La narconómina y la verdadera batalla
Hay una ventana que se cierra. Cuando un capo muere, los operadores buscan proteger activos, mover dinero, borrar huellas.

Yuriria Sierra
Nudo gordiano
En las cabañas de La Loma, en Tapalpa, los peritos de la FGR no encontraron sólo las huellas de un capo prófugo. Encontraron la contabilidad del Cártel Jalisco Nueva Generación. Documentos manuscritos y digitales con nombres, alias, montos, frecuencias de pago y redes de complicidad institucional. La radiografía del músculo financiero de la organización criminal más expansiva del hemisferio. Y ahí reside la verdadera oportunidad estratégica tras la muerte de El Mencho —una que, si no se aprovecha con urgencia, se convertirá en una más de las victorias tácticas diluidas por la inercia institucional mexicana—.

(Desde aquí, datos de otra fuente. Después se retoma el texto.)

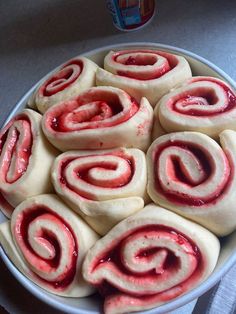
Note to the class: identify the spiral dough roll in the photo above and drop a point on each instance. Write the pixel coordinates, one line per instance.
(189, 173)
(143, 72)
(72, 78)
(25, 160)
(47, 242)
(102, 186)
(203, 104)
(99, 118)
(149, 259)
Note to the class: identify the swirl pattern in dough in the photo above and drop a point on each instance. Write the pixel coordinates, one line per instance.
(25, 160)
(202, 104)
(102, 186)
(189, 173)
(47, 242)
(99, 118)
(148, 259)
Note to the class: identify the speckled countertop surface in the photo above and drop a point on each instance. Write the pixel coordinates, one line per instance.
(37, 36)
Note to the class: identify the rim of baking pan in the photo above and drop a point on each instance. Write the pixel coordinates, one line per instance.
(171, 305)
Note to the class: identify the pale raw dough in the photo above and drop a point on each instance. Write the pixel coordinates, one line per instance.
(36, 178)
(109, 132)
(152, 89)
(29, 262)
(214, 192)
(150, 292)
(192, 107)
(102, 205)
(78, 82)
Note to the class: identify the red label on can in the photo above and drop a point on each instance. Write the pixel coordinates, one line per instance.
(131, 14)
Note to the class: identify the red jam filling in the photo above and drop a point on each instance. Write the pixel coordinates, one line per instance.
(179, 175)
(67, 118)
(210, 98)
(62, 79)
(142, 60)
(21, 153)
(22, 232)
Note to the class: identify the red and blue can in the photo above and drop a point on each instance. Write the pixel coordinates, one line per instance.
(131, 14)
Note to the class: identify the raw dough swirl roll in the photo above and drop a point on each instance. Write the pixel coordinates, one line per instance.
(102, 186)
(99, 118)
(189, 173)
(25, 160)
(143, 72)
(203, 104)
(149, 259)
(47, 242)
(72, 78)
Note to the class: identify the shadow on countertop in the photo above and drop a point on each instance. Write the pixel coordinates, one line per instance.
(37, 24)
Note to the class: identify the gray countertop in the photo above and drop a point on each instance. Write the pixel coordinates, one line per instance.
(37, 36)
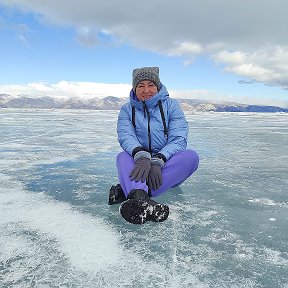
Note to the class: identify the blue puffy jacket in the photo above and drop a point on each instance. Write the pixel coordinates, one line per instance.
(149, 127)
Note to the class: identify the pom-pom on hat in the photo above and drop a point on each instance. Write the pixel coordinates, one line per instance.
(146, 73)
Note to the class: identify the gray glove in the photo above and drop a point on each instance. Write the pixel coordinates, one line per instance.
(142, 166)
(155, 174)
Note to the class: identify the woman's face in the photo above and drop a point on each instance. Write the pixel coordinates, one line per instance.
(145, 90)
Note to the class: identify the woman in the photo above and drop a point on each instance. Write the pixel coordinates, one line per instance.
(152, 131)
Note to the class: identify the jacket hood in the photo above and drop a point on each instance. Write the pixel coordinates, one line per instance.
(153, 101)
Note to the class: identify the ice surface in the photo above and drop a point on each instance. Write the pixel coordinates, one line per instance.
(228, 223)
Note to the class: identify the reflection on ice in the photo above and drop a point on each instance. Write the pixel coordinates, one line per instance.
(228, 223)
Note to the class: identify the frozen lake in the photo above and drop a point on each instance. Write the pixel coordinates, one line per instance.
(227, 225)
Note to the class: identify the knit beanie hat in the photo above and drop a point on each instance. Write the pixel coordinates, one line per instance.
(146, 73)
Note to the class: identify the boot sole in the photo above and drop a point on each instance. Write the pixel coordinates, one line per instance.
(139, 212)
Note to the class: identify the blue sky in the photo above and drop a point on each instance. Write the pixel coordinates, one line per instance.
(205, 49)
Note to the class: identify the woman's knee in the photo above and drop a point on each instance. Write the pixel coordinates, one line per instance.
(190, 160)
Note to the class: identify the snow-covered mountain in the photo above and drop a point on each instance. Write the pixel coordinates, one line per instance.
(114, 103)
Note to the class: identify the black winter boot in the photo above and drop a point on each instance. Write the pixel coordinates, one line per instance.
(139, 208)
(116, 195)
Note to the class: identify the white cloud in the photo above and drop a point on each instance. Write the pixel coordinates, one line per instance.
(66, 89)
(255, 30)
(268, 65)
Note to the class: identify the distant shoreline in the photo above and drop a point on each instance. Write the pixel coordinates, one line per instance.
(115, 103)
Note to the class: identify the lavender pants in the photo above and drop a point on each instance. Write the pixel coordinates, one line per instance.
(175, 171)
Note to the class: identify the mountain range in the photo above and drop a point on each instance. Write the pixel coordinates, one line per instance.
(114, 103)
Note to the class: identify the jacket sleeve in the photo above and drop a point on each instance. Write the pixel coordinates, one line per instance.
(177, 131)
(125, 130)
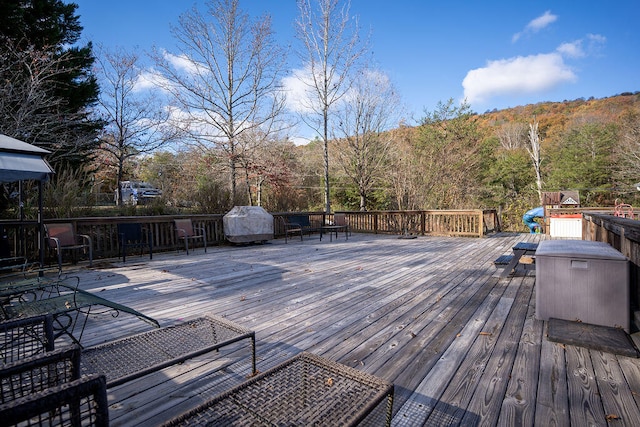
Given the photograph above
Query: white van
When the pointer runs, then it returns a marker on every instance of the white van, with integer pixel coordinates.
(134, 192)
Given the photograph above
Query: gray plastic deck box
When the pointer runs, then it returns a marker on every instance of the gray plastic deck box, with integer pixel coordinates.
(582, 281)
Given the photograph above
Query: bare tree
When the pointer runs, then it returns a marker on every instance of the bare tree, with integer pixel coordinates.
(135, 122)
(627, 150)
(370, 108)
(512, 135)
(226, 77)
(533, 148)
(331, 48)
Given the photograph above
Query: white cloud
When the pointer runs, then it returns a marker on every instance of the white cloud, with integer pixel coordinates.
(516, 76)
(299, 90)
(536, 25)
(571, 50)
(149, 79)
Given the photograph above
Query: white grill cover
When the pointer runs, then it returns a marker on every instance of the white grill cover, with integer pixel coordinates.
(245, 224)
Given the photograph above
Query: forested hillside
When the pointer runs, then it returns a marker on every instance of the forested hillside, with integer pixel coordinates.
(458, 159)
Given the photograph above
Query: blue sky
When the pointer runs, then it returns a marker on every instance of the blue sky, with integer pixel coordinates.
(496, 54)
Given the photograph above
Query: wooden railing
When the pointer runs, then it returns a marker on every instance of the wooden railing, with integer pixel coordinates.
(624, 235)
(474, 223)
(20, 238)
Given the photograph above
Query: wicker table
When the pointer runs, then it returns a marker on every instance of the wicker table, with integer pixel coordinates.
(305, 390)
(131, 357)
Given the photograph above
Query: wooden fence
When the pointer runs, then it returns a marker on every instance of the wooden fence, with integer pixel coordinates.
(20, 238)
(624, 235)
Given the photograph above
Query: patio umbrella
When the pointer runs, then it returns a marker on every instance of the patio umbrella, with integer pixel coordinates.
(20, 161)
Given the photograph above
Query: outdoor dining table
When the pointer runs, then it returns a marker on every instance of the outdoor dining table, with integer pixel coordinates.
(333, 229)
(66, 304)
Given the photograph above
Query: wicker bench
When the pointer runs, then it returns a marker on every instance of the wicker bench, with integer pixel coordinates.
(131, 357)
(22, 338)
(37, 373)
(305, 390)
(80, 402)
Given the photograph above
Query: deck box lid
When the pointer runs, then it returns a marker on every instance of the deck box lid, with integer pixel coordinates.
(578, 249)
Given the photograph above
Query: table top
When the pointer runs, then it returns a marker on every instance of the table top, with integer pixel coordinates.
(316, 392)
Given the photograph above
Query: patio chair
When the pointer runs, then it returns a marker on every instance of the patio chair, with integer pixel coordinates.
(80, 402)
(186, 231)
(134, 235)
(341, 220)
(63, 237)
(25, 337)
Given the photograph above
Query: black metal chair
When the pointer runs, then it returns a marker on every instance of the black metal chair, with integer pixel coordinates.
(134, 235)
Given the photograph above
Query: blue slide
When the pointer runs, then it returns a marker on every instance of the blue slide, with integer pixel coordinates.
(529, 219)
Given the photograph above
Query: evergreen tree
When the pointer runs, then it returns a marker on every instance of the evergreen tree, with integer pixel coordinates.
(51, 89)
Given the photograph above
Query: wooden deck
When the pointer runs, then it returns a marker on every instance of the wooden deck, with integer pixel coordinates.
(430, 314)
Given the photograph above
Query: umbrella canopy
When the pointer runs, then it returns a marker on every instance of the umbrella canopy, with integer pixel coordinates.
(20, 161)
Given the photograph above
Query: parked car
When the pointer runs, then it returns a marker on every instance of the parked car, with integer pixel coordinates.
(134, 192)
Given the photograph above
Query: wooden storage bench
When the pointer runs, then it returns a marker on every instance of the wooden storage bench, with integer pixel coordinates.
(131, 357)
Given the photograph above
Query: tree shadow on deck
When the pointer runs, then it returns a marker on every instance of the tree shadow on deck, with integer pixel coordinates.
(424, 410)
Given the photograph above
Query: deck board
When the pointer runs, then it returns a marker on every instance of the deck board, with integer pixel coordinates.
(430, 314)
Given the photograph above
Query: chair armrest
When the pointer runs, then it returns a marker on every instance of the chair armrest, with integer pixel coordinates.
(54, 242)
(86, 238)
(201, 230)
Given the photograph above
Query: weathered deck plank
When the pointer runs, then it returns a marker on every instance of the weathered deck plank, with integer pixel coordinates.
(429, 314)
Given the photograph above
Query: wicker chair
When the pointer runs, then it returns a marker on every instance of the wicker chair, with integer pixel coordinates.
(63, 237)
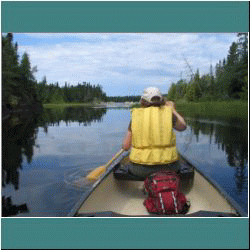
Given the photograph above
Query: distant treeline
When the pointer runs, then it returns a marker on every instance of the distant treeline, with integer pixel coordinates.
(228, 81)
(80, 93)
(123, 98)
(20, 89)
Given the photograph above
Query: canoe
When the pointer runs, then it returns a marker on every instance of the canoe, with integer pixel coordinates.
(118, 194)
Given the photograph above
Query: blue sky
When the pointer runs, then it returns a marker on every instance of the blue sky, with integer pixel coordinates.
(122, 63)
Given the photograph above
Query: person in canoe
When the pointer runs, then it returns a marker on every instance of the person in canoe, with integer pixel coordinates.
(150, 135)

Sólo en diciembre de 2025, el CJNG registró ingresos por 8.7 millones de pesos únicamente en Tapalpa. Los costos operativos incluían 138 mil pesos a la policía municipal —20% de su nómina— y sobornos etiquetados como “gobierno”, “PGR” y “Judas”. Aparecen 650 mil pesos para “GN Mich Picten”. Treinta y dos halcones cobrando entre 2,500 y 3,000 pesos semanales; 26 pistoleros a cuatro mil. Y los gastos en dólares: 2 millones a “Mono Flako”, 600 mil bajo el concepto “regalos de nietos”. Sumando Cocula y Tapalpa, la ganancia mensual superaba los 17 millones de pesos. Sólo en dos municipios de Jalisco.
El CJNG opera en 40 países con activos estimados en 50 mil millones de dólares. Su brazo financiero, Los Cuinis, perfeccionó redes chinas de lavado, criptomonedas y comercio exterior. Las propias cabañas donde El Mencho fue localizado figuraban en la lista negra de la OFAC desde 2020. Su hija Jessica Johanna (a quien le confieren “genio financiero”) fue detenida en Washington por facilitar lavado a través de esos complejos turísticos. El modus operandi estaba documentado internacionalmente. Y el capo seguía operando desde ahí.
El argumento central, el más incómodo: matar al líder no es desmantelar la organización. Benjamín Arellano Félix, Osiel Cárdenas, El Chapo o El Mayo: a ninguno le fueron confiscados oportunamente activos financieros tras su captura. Las organizaciones se fragmentaron, mutaron y se volvieron más violentas. El propio CJNG nació de las cenizas del Cártel del Milenio tras la captura de su cúpula. La estrategia kingpin produce resultados incompletos sin asfixia financiera.
Y hay una ventana que se cierra. Cuando un capo muere, los operadores buscan proteger activos, mover dinero, borrar huellas. Cada día sin congelar cuentas ni rastrear empresas fachada es un día en que la estructura puede reagruparse. Colombia enseñó que la captura de capos sólo funciona acompañada de investigación financiera profunda y presencia del Estado en los territorios recuperados.
La narconómina de El Mencho es una brújula hacia las venas financieras del cártel. Los nombres de El Sapo, El Meño y La Gallina son nodos de una red que puede ser rastreada y desarticulada. El verdadero campo de batalla no está en la sierra de Jalisco. Está en las cuentas bancarias, las plataformas de criptomonedas, cada nómina municipal contaminada y cada soborno etiquetado como “Gobierno” en un cuaderno escrito a mano.
Los cárteles no se destruyen sólo cortando cabezas, sino cortando también flujos de dinero. La narconómina es, paradójicamente, el regalo más valioso que pudo dejar un capo muerto. Falta saber si alguien, del otro lado de la ley, sabrá aprovecharlo.